Make the curry sauce well ahead (it deepens overnight) and freeze in portions. Crumb the cutlets ahead and refrigerate, then fry to order — assembly is then quick.

Storage

The curry sauce keeps 4 days refrigerated and freezes 3 months — it's great to batch. Fry the katsu fresh; cooked katsu keeps a day and re-crisps in a hot oven. Keep sauce and katsu separate so the crumb stays crunchy.

Variations

Chicken katsu curry

Use butterflied chicken breast or thigh instead of pork — hugely popular.

Vegetable / korokke

Top with a crisp vegetable croquette (korokke) or fried aubergine for a meat-free version.

Extra-rich

Add a grated apple and a square of dark chocolate to the sauce for depth, as many Japanese cooks do.

Serve with

Steamed Japanese riceFukujinzuke (red pickles)A crisp cabbage saladCold barley tea

Nutrition per serving

720 kcal 32 g fat 78 g carbs 32 g protein 10 g sugar 5 g fiber 980 mg sodium
Allergens: Gluten, Egg

Nutrition values are estimates based on the metric measurements. Adjust as needed.

Domande frequenti

Is Japanese curry spicy?

Generally no — Japanese curry (kare) is thick, mild and a little sweet, quite different from Indian or Thai curries. It's built on a roux and a mild curry powder, with sweetness from onion, ketchup and a touch of honey. You can add chilli or hot curry powder if you want heat.

How do I keep the katsu crispy?

Fry it separately and don't drown it in sauce.
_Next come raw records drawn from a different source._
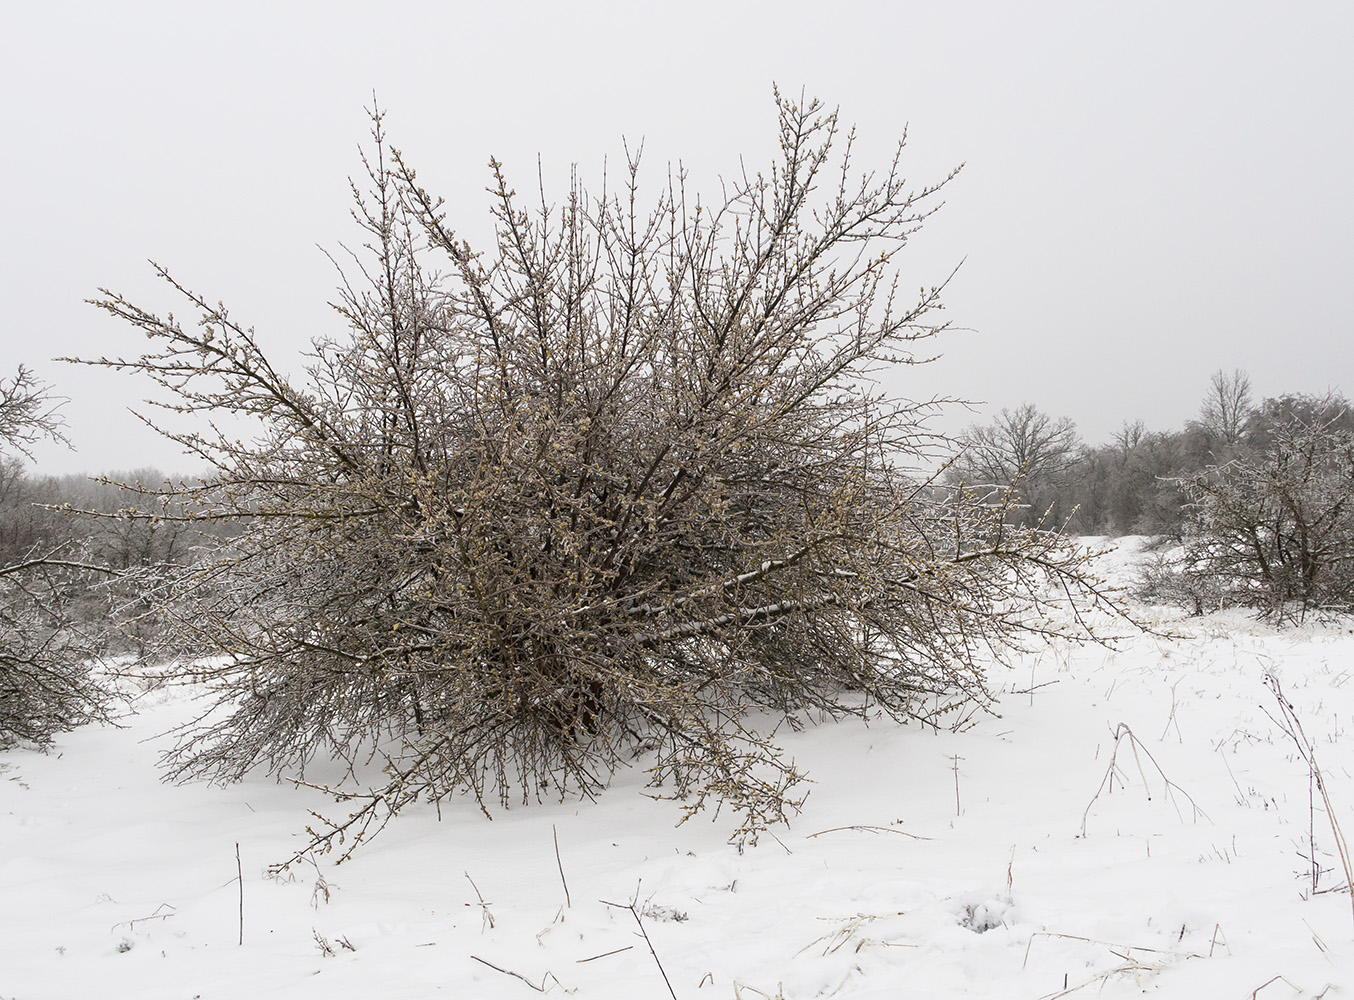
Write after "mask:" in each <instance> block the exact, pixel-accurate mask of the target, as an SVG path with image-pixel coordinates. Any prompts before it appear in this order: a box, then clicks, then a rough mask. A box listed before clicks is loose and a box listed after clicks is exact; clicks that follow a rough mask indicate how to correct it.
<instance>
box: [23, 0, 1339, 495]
mask: <svg viewBox="0 0 1354 1000" xmlns="http://www.w3.org/2000/svg"><path fill="white" fill-rule="evenodd" d="M0 46H3V49H0V53H3V58H0V85H3V91H4V95H5V99H4V106H3V110H0V135H3V137H4V157H3V162H0V183H3V187H0V189H3V191H4V194H5V207H4V238H3V240H0V254H3V257H0V263H3V267H0V310H3V313H0V369H3V371H4V372H12V371H14V368H15V367H16V365H18V364H19V363H26V364H30V365H31V367H34V368H35V369H37V371H38V372H39V373H41V375H42V376H43V378H45V379H47V380H49V382H50V383H53V386H54V387H56V388H57V391H60V392H61V394H62V395H66V396H69V399H70V402H69V403H68V406H66V410H65V413H66V418H68V422H69V434H70V438H72V442H73V444H74V445H76V448H77V451H74V452H62V451H60V449H56V448H43V449H42V451H41V452H39V455H38V457H39V468H41V470H42V471H53V472H65V471H89V472H97V471H106V470H125V468H134V467H145V465H156V467H160V468H161V470H165V471H183V472H192V471H196V468H195V467H192V464H191V463H188V460H187V459H183V457H181V456H179V455H177V452H176V451H175V448H172V447H171V445H168V444H165V442H162V441H160V440H158V438H157V437H156V436H154V434H153V433H152V432H149V430H148V429H145V428H144V426H141V425H139V424H138V422H137V421H135V419H134V418H133V417H131V415H130V414H129V413H127V409H129V406H133V405H135V403H137V401H138V399H139V398H141V396H142V395H144V392H145V387H144V386H142V384H139V383H137V382H135V379H133V378H129V376H122V375H116V373H112V372H107V371H102V369H84V368H73V367H70V365H62V364H56V363H53V361H50V359H53V357H56V356H62V355H79V356H93V355H102V353H110V355H112V353H129V355H130V353H135V352H139V346H141V342H142V341H138V340H137V336H135V333H134V332H133V330H131V329H130V327H122V326H119V325H118V323H116V322H115V321H112V319H111V318H108V317H106V315H103V314H102V313H97V311H96V310H93V309H92V307H89V306H85V304H83V300H84V299H87V298H89V296H92V295H95V294H96V290H97V288H99V287H100V286H104V287H110V288H112V290H116V291H122V292H125V294H126V295H129V298H133V299H134V300H137V302H138V303H141V304H145V306H146V307H152V309H156V310H168V309H179V303H176V302H175V300H173V299H172V298H171V296H169V295H168V290H165V288H162V287H160V286H157V284H156V283H154V280H153V275H152V272H150V268H149V265H148V264H146V260H148V258H153V260H156V261H160V263H162V264H167V265H168V267H169V268H171V269H172V271H173V272H175V273H176V276H177V277H180V280H183V281H184V283H185V284H190V286H191V287H194V288H196V290H198V291H200V292H203V294H204V295H207V296H209V298H210V299H221V300H223V302H225V303H226V304H227V306H229V307H230V309H232V313H233V315H234V317H236V318H237V319H240V321H242V322H244V323H246V325H252V326H255V327H256V329H257V332H259V337H260V340H261V342H263V344H265V345H271V346H272V348H274V349H275V352H276V355H278V356H279V357H280V359H283V360H284V361H286V363H287V364H288V365H298V367H299V361H298V352H301V350H302V349H303V348H305V345H306V344H307V342H309V341H310V338H313V337H315V336H317V334H322V333H334V332H336V326H334V318H333V317H332V314H330V313H329V310H328V309H326V306H325V302H326V300H328V299H329V298H330V292H332V290H333V287H334V275H333V271H332V265H330V264H329V263H328V260H326V258H325V257H324V254H322V253H321V250H320V249H318V246H325V248H330V249H332V248H334V246H336V245H337V244H339V242H340V241H343V240H345V238H351V237H352V235H353V231H352V230H351V227H349V221H348V187H347V183H348V181H347V177H348V175H351V173H355V172H356V169H357V168H359V161H357V146H359V142H360V141H362V139H363V138H364V135H366V116H364V111H363V108H364V106H367V104H370V101H371V96H372V92H375V93H376V95H378V97H379V100H380V103H382V104H383V106H385V107H386V108H387V111H389V118H387V127H389V131H390V134H391V138H393V142H394V145H395V146H398V147H401V149H402V150H403V152H405V153H406V156H408V157H409V160H410V161H412V162H413V164H414V165H416V166H417V169H418V173H420V180H421V181H424V184H425V185H427V187H428V188H429V189H432V191H435V192H439V194H441V195H444V196H445V198H447V200H448V204H450V208H451V219H452V222H454V223H458V225H459V227H460V230H462V231H463V233H466V234H468V235H470V237H471V238H475V237H477V234H483V233H485V231H486V230H485V225H486V223H485V221H483V219H485V211H483V207H485V204H486V202H485V196H483V188H485V184H486V180H487V173H486V169H485V164H486V161H487V160H489V157H490V154H493V156H497V157H498V158H500V160H502V161H504V162H505V165H506V168H508V171H509V173H510V176H513V177H516V179H517V185H519V187H528V185H531V184H532V183H533V181H535V172H536V156H538V153H539V154H540V157H542V164H543V166H544V171H546V176H547V181H548V180H550V179H554V180H556V181H558V183H561V184H563V183H567V172H569V166H570V164H573V162H577V164H578V165H580V171H581V173H582V176H584V179H585V180H586V179H588V177H597V176H598V175H600V172H601V165H603V158H604V157H607V156H609V157H611V160H612V162H615V161H616V158H617V157H619V156H620V153H621V137H628V138H630V139H631V141H634V139H638V138H645V141H646V162H647V165H649V166H650V168H651V169H653V176H654V180H655V183H657V180H658V176H659V175H661V173H662V172H663V171H665V168H666V164H668V162H669V161H677V160H682V161H684V162H685V164H686V165H688V166H689V168H691V169H692V172H693V175H695V176H696V177H697V180H709V179H715V177H718V176H719V175H720V173H726V175H731V173H733V172H734V171H735V169H737V165H738V158H739V156H743V157H746V160H747V161H749V162H750V164H761V162H766V161H768V160H769V158H770V156H772V153H773V141H774V108H773V104H772V84H773V83H779V84H780V87H781V89H784V91H788V92H792V93H799V91H800V89H804V91H806V92H807V93H808V95H810V96H818V97H821V99H823V100H825V101H826V103H829V104H834V106H839V108H841V112H842V116H844V118H845V119H846V120H849V122H854V123H856V124H857V126H858V130H860V134H861V137H862V139H864V149H862V156H864V158H862V160H861V162H862V164H864V162H865V161H867V160H873V161H876V162H877V161H879V160H881V158H883V157H884V156H887V153H888V150H890V147H891V145H892V142H894V139H896V137H898V135H899V134H900V133H902V130H903V129H904V126H909V123H910V157H909V160H907V166H909V172H910V176H911V177H914V179H915V180H917V181H919V183H921V181H929V180H934V179H938V177H940V176H944V173H945V172H946V171H948V168H951V166H953V165H956V164H959V162H961V161H963V162H965V164H967V166H965V169H964V172H963V173H961V175H960V177H959V179H957V180H956V181H955V183H953V185H952V187H951V188H949V189H948V194H946V206H945V208H944V210H942V211H941V212H940V214H938V215H936V217H934V219H933V221H932V222H930V225H929V227H927V230H926V231H925V233H923V234H922V235H921V237H918V238H917V241H915V242H914V245H913V246H911V248H910V249H909V250H907V252H906V253H904V254H903V261H904V264H903V267H904V279H906V283H907V284H913V286H921V284H934V283H937V281H940V280H941V279H944V277H945V275H948V273H949V271H951V269H952V268H953V267H955V265H956V264H957V263H959V261H960V260H961V258H965V257H967V263H965V264H964V267H963V268H961V271H960V272H959V276H957V277H956V279H955V281H953V284H952V286H951V290H949V294H948V299H946V302H948V318H949V319H951V321H952V322H953V323H955V325H956V326H960V327H965V332H959V333H953V334H951V336H948V337H946V338H945V341H944V342H942V344H941V345H940V349H941V350H944V352H945V357H944V359H942V360H941V361H938V363H937V364H934V365H932V367H927V368H921V369H917V368H913V369H907V371H906V372H903V373H902V375H900V376H899V379H898V380H896V384H895V388H896V390H898V391H899V392H902V394H906V395H911V396H932V395H937V394H941V395H959V396H964V398H969V399H974V401H982V403H983V405H982V406H980V407H979V409H978V411H976V413H975V414H964V413H957V414H953V415H952V417H951V418H949V419H948V424H949V426H951V428H952V429H960V428H963V426H964V425H965V424H968V422H971V421H972V419H976V418H982V417H984V415H987V414H990V413H994V411H995V410H999V409H1001V407H1003V406H1016V405H1018V403H1021V402H1025V401H1030V402H1034V403H1036V405H1039V406H1040V407H1041V409H1044V410H1047V411H1049V413H1052V414H1053V415H1066V417H1071V418H1072V419H1074V421H1075V422H1076V425H1078V428H1079V429H1080V432H1082V436H1083V437H1085V438H1086V440H1089V441H1091V442H1099V441H1104V440H1106V438H1108V437H1109V434H1110V433H1112V432H1113V430H1114V429H1116V428H1117V426H1118V425H1120V424H1122V421H1125V419H1136V418H1141V419H1144V421H1145V422H1147V424H1148V426H1150V428H1154V429H1167V428H1177V426H1179V425H1181V424H1182V422H1183V421H1185V419H1187V418H1189V417H1192V415H1193V414H1194V413H1196V410H1197V409H1198V401H1200V398H1201V396H1202V392H1204V390H1205V386H1206V382H1208V376H1209V373H1210V372H1212V371H1215V369H1217V368H1225V369H1228V371H1229V369H1232V368H1244V369H1247V371H1248V372H1250V373H1251V378H1252V382H1254V386H1255V390H1257V392H1258V394H1261V395H1271V394H1278V392H1284V391H1317V392H1319V391H1324V390H1327V388H1331V387H1339V388H1343V390H1345V391H1346V394H1349V392H1350V391H1351V390H1354V326H1351V321H1350V311H1351V310H1350V298H1351V290H1354V280H1351V275H1354V58H1351V54H1350V53H1351V50H1354V4H1351V3H1349V0H1313V1H1312V3H1293V4H1278V3H1248V1H1244V0H1242V1H1238V0H1225V1H1221V0H1220V1H1201V0H1171V1H1170V3H1154V1H1150V0H1148V1H1144V0H1136V1H1135V3H1132V4H1128V3H1122V4H1108V3H1091V1H1090V0H1079V1H1078V3H1009V1H1001V3H997V1H992V3H951V1H944V3H942V1H941V0H934V1H933V3H906V1H898V0H895V1H892V3H845V1H844V3H837V4H825V3H818V4H808V3H796V1H787V0H779V1H777V3H738V1H737V0H724V1H723V3H707V1H705V0H682V1H681V3H651V1H645V3H639V1H630V3H600V1H590V3H559V1H556V3H501V1H500V3H489V1H486V0H479V1H478V3H455V1H452V3H431V1H429V3H385V4H379V5H378V4H371V3H362V4H357V3H333V1H326V3H286V1H284V0H278V1H275V3H267V4H257V3H238V1H237V3H232V4H213V5H207V4H187V3H162V4H146V3H126V1H121V3H115V4H114V3H84V4H76V3H58V1H53V3H41V4H39V3H30V4H11V5H8V8H7V14H5V30H4V37H3V41H0ZM180 311H183V310H180Z"/></svg>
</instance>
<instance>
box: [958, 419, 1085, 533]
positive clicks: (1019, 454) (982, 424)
mask: <svg viewBox="0 0 1354 1000" xmlns="http://www.w3.org/2000/svg"><path fill="white" fill-rule="evenodd" d="M959 444H960V445H961V449H963V451H961V452H960V455H959V457H957V459H956V460H955V464H953V465H952V468H951V479H952V480H956V482H963V483H964V484H965V486H968V487H979V490H995V491H998V493H999V494H1006V493H1009V494H1010V497H1011V498H1018V501H1020V502H1018V503H1014V505H1011V510H1010V513H1009V517H1010V518H1011V520H1013V521H1014V522H1016V524H1021V525H1036V524H1045V522H1049V524H1055V525H1056V524H1062V522H1063V521H1064V520H1066V518H1067V517H1070V516H1071V513H1072V510H1071V507H1072V506H1075V505H1066V503H1064V505H1063V506H1067V507H1068V509H1066V510H1060V509H1057V506H1059V501H1060V488H1062V487H1063V486H1064V483H1066V478H1067V474H1068V471H1070V470H1071V468H1072V465H1074V464H1075V461H1076V459H1078V447H1079V444H1080V442H1079V440H1078V437H1076V426H1075V425H1074V424H1072V421H1071V419H1068V418H1067V417H1056V418H1055V417H1049V415H1048V414H1047V413H1043V411H1041V410H1040V409H1039V407H1036V406H1034V405H1033V403H1022V405H1021V406H1017V407H1016V409H1014V410H1006V409H1003V410H1002V411H1001V413H999V414H998V415H997V417H995V418H992V419H991V421H990V422H988V424H975V425H972V426H971V428H968V430H965V432H964V433H963V434H960V437H959Z"/></svg>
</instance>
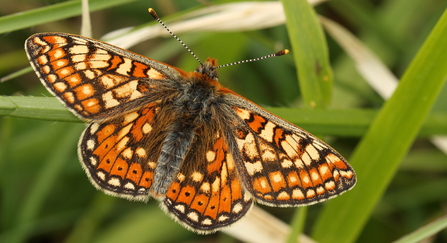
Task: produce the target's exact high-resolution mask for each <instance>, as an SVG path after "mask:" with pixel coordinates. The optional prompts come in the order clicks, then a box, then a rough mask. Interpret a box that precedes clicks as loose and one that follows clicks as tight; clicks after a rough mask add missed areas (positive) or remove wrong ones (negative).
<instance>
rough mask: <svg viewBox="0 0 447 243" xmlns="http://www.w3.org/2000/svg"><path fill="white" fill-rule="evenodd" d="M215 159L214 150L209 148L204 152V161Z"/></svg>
mask: <svg viewBox="0 0 447 243" xmlns="http://www.w3.org/2000/svg"><path fill="white" fill-rule="evenodd" d="M215 159H216V152H214V151H212V150H209V151H208V152H206V161H208V162H214V160H215Z"/></svg>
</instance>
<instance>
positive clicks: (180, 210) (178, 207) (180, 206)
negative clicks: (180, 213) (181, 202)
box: [174, 204, 185, 213]
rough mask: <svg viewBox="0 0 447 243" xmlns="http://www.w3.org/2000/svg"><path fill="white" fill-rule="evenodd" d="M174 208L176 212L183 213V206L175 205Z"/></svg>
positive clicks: (180, 204)
mask: <svg viewBox="0 0 447 243" xmlns="http://www.w3.org/2000/svg"><path fill="white" fill-rule="evenodd" d="M174 208H175V209H176V210H177V211H179V212H180V213H185V206H183V205H181V204H178V205H175V206H174Z"/></svg>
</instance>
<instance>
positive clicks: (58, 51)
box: [53, 49, 65, 58]
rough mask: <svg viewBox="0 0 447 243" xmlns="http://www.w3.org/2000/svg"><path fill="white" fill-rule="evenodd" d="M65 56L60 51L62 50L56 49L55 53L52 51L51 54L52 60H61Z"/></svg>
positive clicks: (62, 52)
mask: <svg viewBox="0 0 447 243" xmlns="http://www.w3.org/2000/svg"><path fill="white" fill-rule="evenodd" d="M64 55H65V53H64V52H63V51H62V50H60V49H56V50H55V51H54V53H53V57H54V58H61V57H63V56H64Z"/></svg>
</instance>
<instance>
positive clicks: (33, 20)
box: [0, 0, 135, 34]
mask: <svg viewBox="0 0 447 243" xmlns="http://www.w3.org/2000/svg"><path fill="white" fill-rule="evenodd" d="M133 1H135V0H90V1H89V4H90V6H89V7H90V11H96V10H100V9H104V8H108V7H112V6H116V5H120V4H125V3H129V2H133ZM80 14H81V0H76V1H67V2H63V3H58V4H53V5H49V6H47V7H42V8H38V9H33V10H29V11H25V12H20V13H16V14H11V15H7V16H4V17H1V18H0V34H1V33H6V32H10V31H14V30H19V29H23V28H28V27H32V26H36V25H39V24H43V23H48V22H52V21H56V20H60V19H65V18H69V17H73V16H77V15H80Z"/></svg>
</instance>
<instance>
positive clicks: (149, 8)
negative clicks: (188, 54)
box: [147, 8, 203, 65]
Ladle the curry over the rice and only part of the cutlet, leaving the rest crisp, and serve immediately. Resting the fried katsu on a rack (not paper directly under heat) also keeps the panko crunchy.

Can I use curry cubes instead of making the sauce?

You can — instant Japanese curry roux cubes are widely used and convenient. But a from-scratch roux with curry powder, garam masala and good stock tastes fresher and lets you control the sweetness and spice. This recipe makes it from scratch.

Pork or chicken?

Both are classic. Pork loin (tonkatsu) is the traditional katsu; chicken katsu is just as popular and a little lighter. Whichever you use, pound it to an even thickness so it cooks through before the crumb burns.

What is panko?

Panko are Japanese breadcrumbs — large, dry, airy flakes that fry up exceptionally light and crisp. They give katsu its signature shatter. Regular fine breadcrumbs make a denser, less crunchy coating; panko is worth seeking out.